Au monde un théâtre. Nous sommes
une voix.
Au monde l'inventaire
enclos où nos coeurs s'appuient sur la douceur d'une
mémoire posée au centre de l'histoire. Je suis bâti
avec des images. Demie transparence d'un jour d'été
où je courre sans attaches. Liberté du regard, neuf ans,
parcourir le monde, sa forêt le ruisseau. Le monde se baptisait.
Mes objets de ce temps sont des images, des essoufflements, un soleil
sous les pieds, les roches rondes et froides du ruisseau dans la main.
Une maison trop grande. Autour de ma chambre la peur du noir, le monde
glacé des ignorances, les tâtonnements, les bruits
inconnus, les cliquètements des brises-vents. C'était le
monde d'une lenteur saisonnière où l'odeur du foin
coupé rassasie pour un matin mes rêves de
vérité. Le bruit de la faux couche l'herbe, bien
rangée, andins rectilignes, une danse au geste précis,
répétée, qui donne envie de vivre par la
grâce d'une puissance habituelle. Je ne dis rien. Je
courre, je vis. Continuité en avance sur ce que je suis. Mes
pensées ont toujours une longueur d'avance sur ce que je suis.
Il n'y a pas d'âge pour construire cela, le corps et sa main,
concrètement sur le sol. Dans l'air est le regard, celui qui
tient les mots sous la langue, le regard d'un monde parallèle,
où tout est possible, comme dans un livre, on peut ranger,
classer l'impossible sur une étagère et collectionner ce
qui fait sa vie pendant un rêve et courir par devant ses pas en
croyant être là.je me rappelle un ruisseau aux grosses
boules roulées par le glacier, une île minuscule sous les
noisetiers entre deux rigoles d'une totalité partagée, le
monde concentré. L'essentiel du présent réunit sur
quelques centimètres carrés de mousse et d'herbes folles.

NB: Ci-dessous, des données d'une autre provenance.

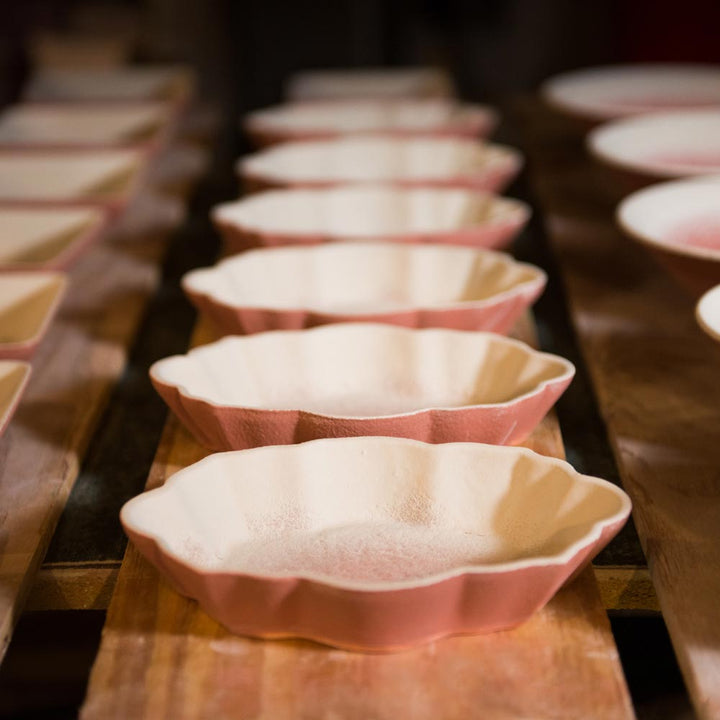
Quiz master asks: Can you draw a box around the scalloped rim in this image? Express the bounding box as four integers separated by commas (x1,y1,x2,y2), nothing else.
180,242,548,316
235,135,524,187
615,175,720,262
585,111,720,180
120,437,632,592
210,183,532,242
149,323,575,420
540,63,720,121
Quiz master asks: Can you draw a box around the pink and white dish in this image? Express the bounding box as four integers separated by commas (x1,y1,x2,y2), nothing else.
24,65,195,106
150,323,575,450
0,360,32,435
237,137,522,192
541,63,720,121
121,437,630,651
0,102,172,148
695,285,720,341
0,272,67,360
212,185,530,253
588,108,720,184
182,242,547,334
243,100,498,146
286,67,454,101
617,176,720,294
0,204,109,271
0,148,146,212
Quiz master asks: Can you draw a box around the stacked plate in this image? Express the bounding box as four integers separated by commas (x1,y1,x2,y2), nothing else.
122,70,629,650
0,66,197,432
543,64,720,338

Etait-ce un jeu ? Faut-il s'interroger? Ma route est sans fin et je
rêve de parcourir chaque arbre, chaque ombre, d'ouvrir meschemins
et même s'ils se chevauchent, mes regards découvrent
à chaque pas un horizon calligraphié sur toutes les
branches. Mon regard se perd, mes pages blanches se remplissent
d'étranges cadavres exquis, la nuit efface, je redessine chaque
matin d'un geste sans lassitude, les embonpoints de mes souvenirs.
Le ciel tient sous mes pieds. Ma route n'est jamais unique, ces images
transparentes semblent si proches, que ces fils tissés sont
comme les draps du lit où je dors. Rien ne les retient, ils sont
indispensables. Je marche tout seul, sans eux, je crains le froids, mes
images sont translucides et je pars du centre de mes yeux et je fixe le
monde. j'espère tracer le cercle qui me contient. Peut-on
exister sans contenu ? Retenir pour tenir. Se rappeler pour ne plus
appeler. Quand les ruisseaux d'un printemps se sont figés,
îles disparues, chemins décroisés. Les maisons se
vident des greniers. Aux jardins abandonnés du temps
où Pâques sonnait, une voix a parlé.